Almost subliminally, Baiano's ad also suggests new external threats to American stability, inserting split-second shots of Chinese-language advertisements and a scene of Chinese and American diplomats shaking hands right at the :40 mark. This kind of panic-mongering at the prospective rise of a Chinese superpower has become more common in both far-right American politics and mainstream popular culture in recent years. Until recently, the soon-to-be-released re-make of Red Dawn featured an invading China (that antagonist has since been changed to North Korea in post-production, in an effort to—you guessed it—sell more movie tickets in China).
Then, the turn, at the :43 mark. A brighter day (literally) for America is ushered in on a slow-motion-galloping horse. The country/city dynamic is reconciled in a single candidate with consecutive shots of a besuited Governor Perry and a silhouetted of good old "Rick" in cowboy denim. "A New Name in Leadership" will guide us back to the United States of America that we once knew but have apparently forgotten.
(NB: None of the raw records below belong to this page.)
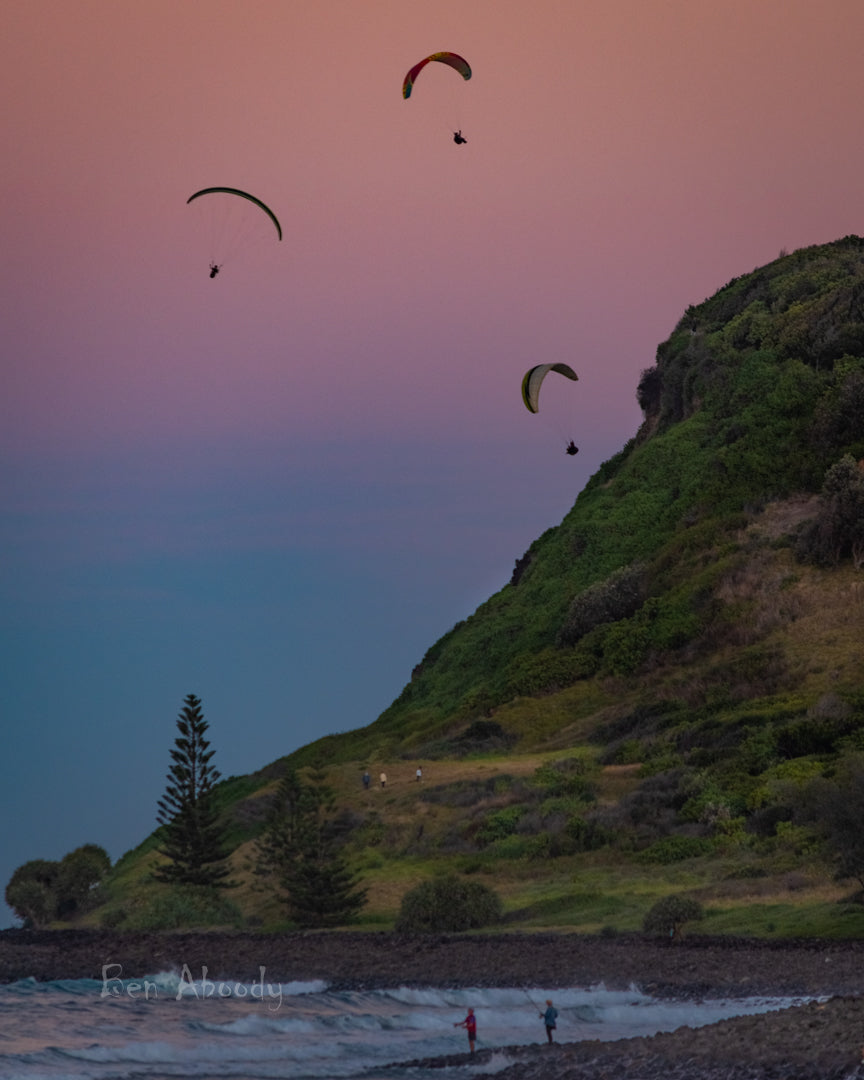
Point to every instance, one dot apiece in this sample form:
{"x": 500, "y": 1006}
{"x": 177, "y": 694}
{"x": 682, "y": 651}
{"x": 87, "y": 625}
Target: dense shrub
{"x": 670, "y": 914}
{"x": 674, "y": 849}
{"x": 618, "y": 596}
{"x": 184, "y": 907}
{"x": 43, "y": 890}
{"x": 446, "y": 905}
{"x": 838, "y": 530}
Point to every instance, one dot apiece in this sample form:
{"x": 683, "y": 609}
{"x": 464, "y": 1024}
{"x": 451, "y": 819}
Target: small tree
{"x": 31, "y": 892}
{"x": 193, "y": 839}
{"x": 448, "y": 904}
{"x": 43, "y": 890}
{"x": 670, "y": 914}
{"x": 838, "y": 530}
{"x": 78, "y": 875}
{"x": 836, "y": 808}
{"x": 301, "y": 849}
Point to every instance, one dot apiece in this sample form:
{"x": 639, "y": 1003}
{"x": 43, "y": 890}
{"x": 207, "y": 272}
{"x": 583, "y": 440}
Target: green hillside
{"x": 667, "y": 674}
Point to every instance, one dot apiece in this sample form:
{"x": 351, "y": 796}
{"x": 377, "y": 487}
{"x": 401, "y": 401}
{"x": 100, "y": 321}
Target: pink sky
{"x": 349, "y": 399}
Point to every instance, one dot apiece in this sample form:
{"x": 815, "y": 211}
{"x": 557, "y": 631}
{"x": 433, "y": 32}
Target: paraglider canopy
{"x": 240, "y": 194}
{"x": 456, "y": 62}
{"x": 534, "y": 379}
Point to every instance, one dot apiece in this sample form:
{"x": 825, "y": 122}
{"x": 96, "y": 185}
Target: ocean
{"x": 184, "y": 1024}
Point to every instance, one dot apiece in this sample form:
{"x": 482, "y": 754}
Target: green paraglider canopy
{"x": 534, "y": 379}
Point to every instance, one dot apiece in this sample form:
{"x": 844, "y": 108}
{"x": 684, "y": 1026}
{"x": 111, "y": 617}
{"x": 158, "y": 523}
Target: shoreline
{"x": 817, "y": 1040}
{"x": 690, "y": 968}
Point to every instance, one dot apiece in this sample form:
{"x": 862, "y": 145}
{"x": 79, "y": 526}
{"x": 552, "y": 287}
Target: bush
{"x": 185, "y": 907}
{"x": 617, "y": 597}
{"x": 674, "y": 849}
{"x": 670, "y": 914}
{"x": 447, "y": 904}
{"x": 838, "y": 530}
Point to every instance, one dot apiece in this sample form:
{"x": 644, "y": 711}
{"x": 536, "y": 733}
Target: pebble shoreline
{"x": 818, "y": 1040}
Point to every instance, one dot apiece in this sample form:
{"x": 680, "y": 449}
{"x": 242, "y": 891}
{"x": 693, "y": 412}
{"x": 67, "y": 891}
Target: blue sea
{"x": 184, "y": 1024}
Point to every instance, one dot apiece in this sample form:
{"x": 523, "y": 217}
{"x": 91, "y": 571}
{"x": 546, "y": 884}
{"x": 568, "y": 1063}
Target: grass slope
{"x": 631, "y": 715}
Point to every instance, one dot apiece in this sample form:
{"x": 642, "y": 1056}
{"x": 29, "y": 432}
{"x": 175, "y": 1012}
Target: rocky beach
{"x": 814, "y": 1040}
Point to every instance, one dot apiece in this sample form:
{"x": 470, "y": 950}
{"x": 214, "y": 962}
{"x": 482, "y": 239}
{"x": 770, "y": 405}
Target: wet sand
{"x": 819, "y": 1040}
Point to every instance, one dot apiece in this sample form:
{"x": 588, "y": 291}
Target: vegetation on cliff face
{"x": 671, "y": 667}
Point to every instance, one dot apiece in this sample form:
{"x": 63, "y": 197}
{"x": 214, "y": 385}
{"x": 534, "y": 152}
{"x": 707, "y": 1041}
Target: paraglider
{"x": 530, "y": 390}
{"x": 451, "y": 59}
{"x": 456, "y": 62}
{"x": 234, "y": 219}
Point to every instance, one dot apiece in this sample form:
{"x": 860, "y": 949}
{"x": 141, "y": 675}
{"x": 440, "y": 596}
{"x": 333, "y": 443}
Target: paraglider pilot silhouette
{"x": 219, "y": 220}
{"x": 530, "y": 390}
{"x": 451, "y": 59}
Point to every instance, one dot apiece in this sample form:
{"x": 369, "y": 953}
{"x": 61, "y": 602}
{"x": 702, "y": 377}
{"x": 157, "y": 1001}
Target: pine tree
{"x": 193, "y": 839}
{"x": 299, "y": 847}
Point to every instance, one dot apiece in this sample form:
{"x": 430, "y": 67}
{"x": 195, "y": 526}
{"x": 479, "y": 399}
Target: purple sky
{"x": 277, "y": 488}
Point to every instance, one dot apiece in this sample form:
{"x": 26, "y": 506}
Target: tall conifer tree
{"x": 193, "y": 839}
{"x": 299, "y": 847}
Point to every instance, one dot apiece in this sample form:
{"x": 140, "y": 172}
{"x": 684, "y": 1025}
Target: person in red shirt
{"x": 470, "y": 1024}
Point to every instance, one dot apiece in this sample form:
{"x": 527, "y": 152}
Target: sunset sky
{"x": 277, "y": 488}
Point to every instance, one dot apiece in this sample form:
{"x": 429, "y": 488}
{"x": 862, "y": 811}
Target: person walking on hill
{"x": 470, "y": 1024}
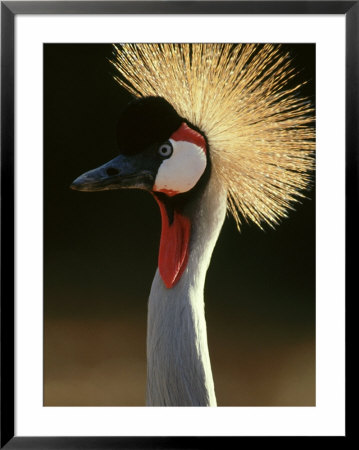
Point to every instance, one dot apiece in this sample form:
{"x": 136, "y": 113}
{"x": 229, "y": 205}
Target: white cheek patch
{"x": 182, "y": 170}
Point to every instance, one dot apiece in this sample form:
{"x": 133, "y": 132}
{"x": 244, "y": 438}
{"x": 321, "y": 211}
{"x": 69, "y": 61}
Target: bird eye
{"x": 165, "y": 150}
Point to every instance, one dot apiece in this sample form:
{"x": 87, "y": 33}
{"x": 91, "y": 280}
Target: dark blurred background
{"x": 100, "y": 255}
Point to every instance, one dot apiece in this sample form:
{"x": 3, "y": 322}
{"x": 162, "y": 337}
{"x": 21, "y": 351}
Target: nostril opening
{"x": 111, "y": 171}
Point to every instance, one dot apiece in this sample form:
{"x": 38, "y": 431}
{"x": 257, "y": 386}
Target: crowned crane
{"x": 211, "y": 127}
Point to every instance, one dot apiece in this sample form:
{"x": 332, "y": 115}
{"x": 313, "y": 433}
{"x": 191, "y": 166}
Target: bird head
{"x": 162, "y": 153}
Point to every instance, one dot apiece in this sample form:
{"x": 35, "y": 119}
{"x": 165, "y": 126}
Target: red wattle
{"x": 174, "y": 246}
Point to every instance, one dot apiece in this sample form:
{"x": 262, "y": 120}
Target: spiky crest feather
{"x": 260, "y": 131}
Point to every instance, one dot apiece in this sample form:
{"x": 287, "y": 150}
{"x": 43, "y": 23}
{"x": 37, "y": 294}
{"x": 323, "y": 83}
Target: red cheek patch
{"x": 185, "y": 133}
{"x": 174, "y": 246}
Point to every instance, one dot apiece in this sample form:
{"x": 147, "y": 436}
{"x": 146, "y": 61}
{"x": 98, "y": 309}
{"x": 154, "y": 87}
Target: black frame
{"x": 8, "y": 11}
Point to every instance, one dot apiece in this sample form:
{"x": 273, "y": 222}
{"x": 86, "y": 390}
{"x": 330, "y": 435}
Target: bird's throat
{"x": 174, "y": 244}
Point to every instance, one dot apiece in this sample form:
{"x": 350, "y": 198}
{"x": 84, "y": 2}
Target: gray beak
{"x": 121, "y": 172}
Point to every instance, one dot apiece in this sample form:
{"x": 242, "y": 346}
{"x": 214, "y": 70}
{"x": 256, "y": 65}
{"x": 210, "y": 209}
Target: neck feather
{"x": 179, "y": 370}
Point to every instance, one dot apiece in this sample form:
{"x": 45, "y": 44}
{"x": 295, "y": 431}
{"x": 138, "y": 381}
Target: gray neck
{"x": 178, "y": 365}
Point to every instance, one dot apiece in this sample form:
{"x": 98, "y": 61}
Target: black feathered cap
{"x": 144, "y": 122}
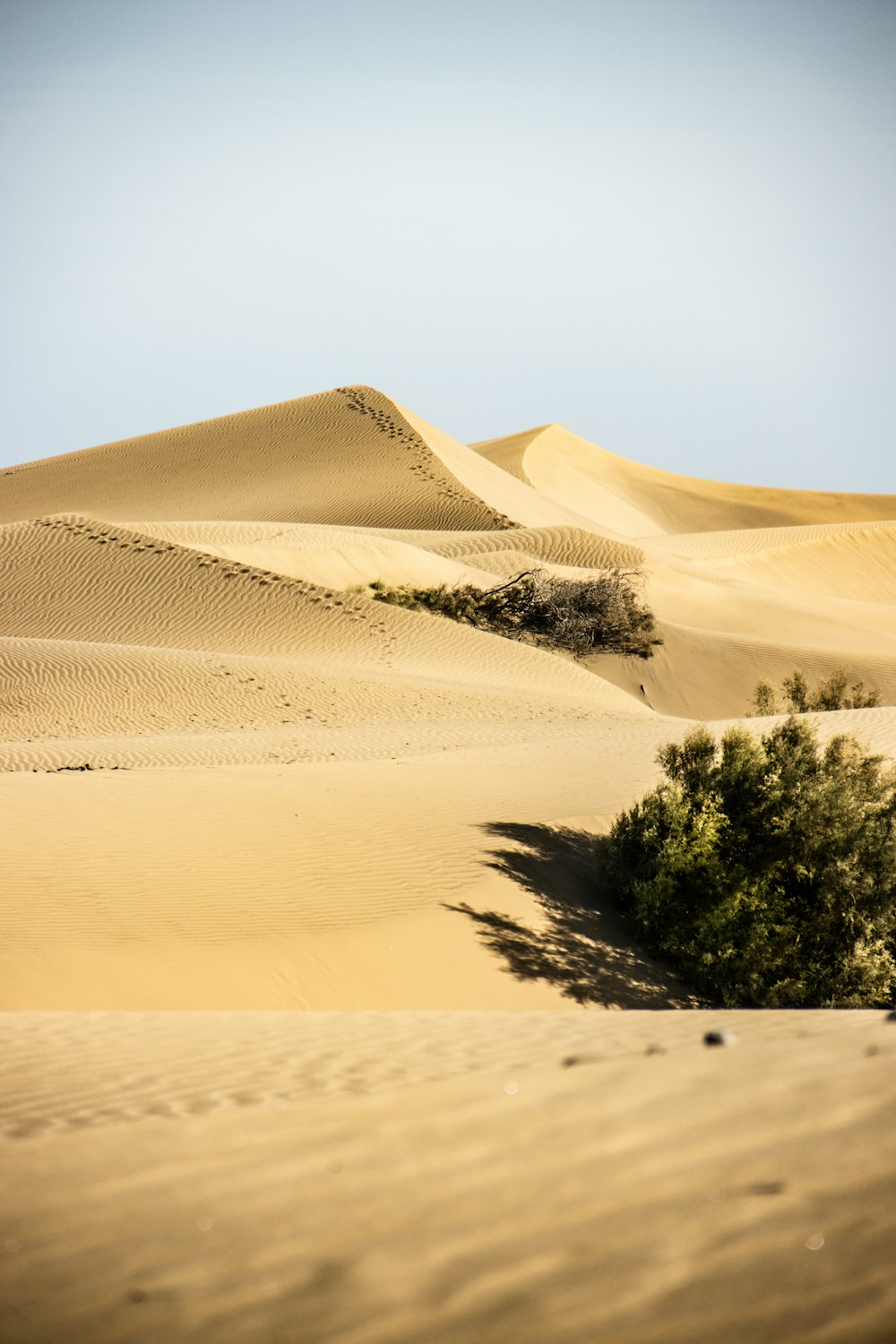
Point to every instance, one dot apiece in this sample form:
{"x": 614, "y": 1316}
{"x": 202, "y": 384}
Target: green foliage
{"x": 581, "y": 616}
{"x": 799, "y": 698}
{"x": 764, "y": 868}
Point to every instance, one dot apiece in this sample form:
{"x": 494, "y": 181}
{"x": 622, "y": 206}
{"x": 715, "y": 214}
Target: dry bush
{"x": 602, "y": 615}
{"x": 799, "y": 698}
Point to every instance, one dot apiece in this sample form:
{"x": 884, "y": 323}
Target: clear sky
{"x": 668, "y": 223}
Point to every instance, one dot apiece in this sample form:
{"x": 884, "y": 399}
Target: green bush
{"x": 581, "y": 616}
{"x": 799, "y": 698}
{"x": 764, "y": 868}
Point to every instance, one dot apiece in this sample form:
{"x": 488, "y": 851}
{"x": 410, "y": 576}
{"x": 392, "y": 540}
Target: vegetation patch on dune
{"x": 764, "y": 868}
{"x": 600, "y": 615}
{"x": 801, "y": 698}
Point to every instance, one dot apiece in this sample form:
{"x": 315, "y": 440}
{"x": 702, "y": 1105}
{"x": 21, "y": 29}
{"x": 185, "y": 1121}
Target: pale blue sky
{"x": 667, "y": 223}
The "Rustic Messiah" figure gladhands with workers on job-sites and commands the podium as he reminds us of an America that lives up to its promise.
I can think of no better contemporary film companion than part-time Austinite Kevin Costner's 1997 epic boondoggle The Postman. Which is kind of ironic, considering that mainstream Republican sentiment has recently favored the dismantling of the US Postal Service, but the western-motifs alone are too rich a commonality to ignore. Perry might as well be riding that on horse himself, straight out of the Texan sunrise and carrying in his saddlebags the hopes of millions for a restored central government with leadership that can stand-up to the trials ahead. And maybe some mail, while he's at it.
In "Rick Perry: Proven Leadership," Lucas Baiano has given us another American savior figure worthy of the multiplex, only already sized-down and formatted to fit your screen for convenient home viewing. Assuming Governor Perry's campaign will maintain enough momentum to carry into next summer's nominating convention, the RNC might want to make sure they're all stocked up on popcorn.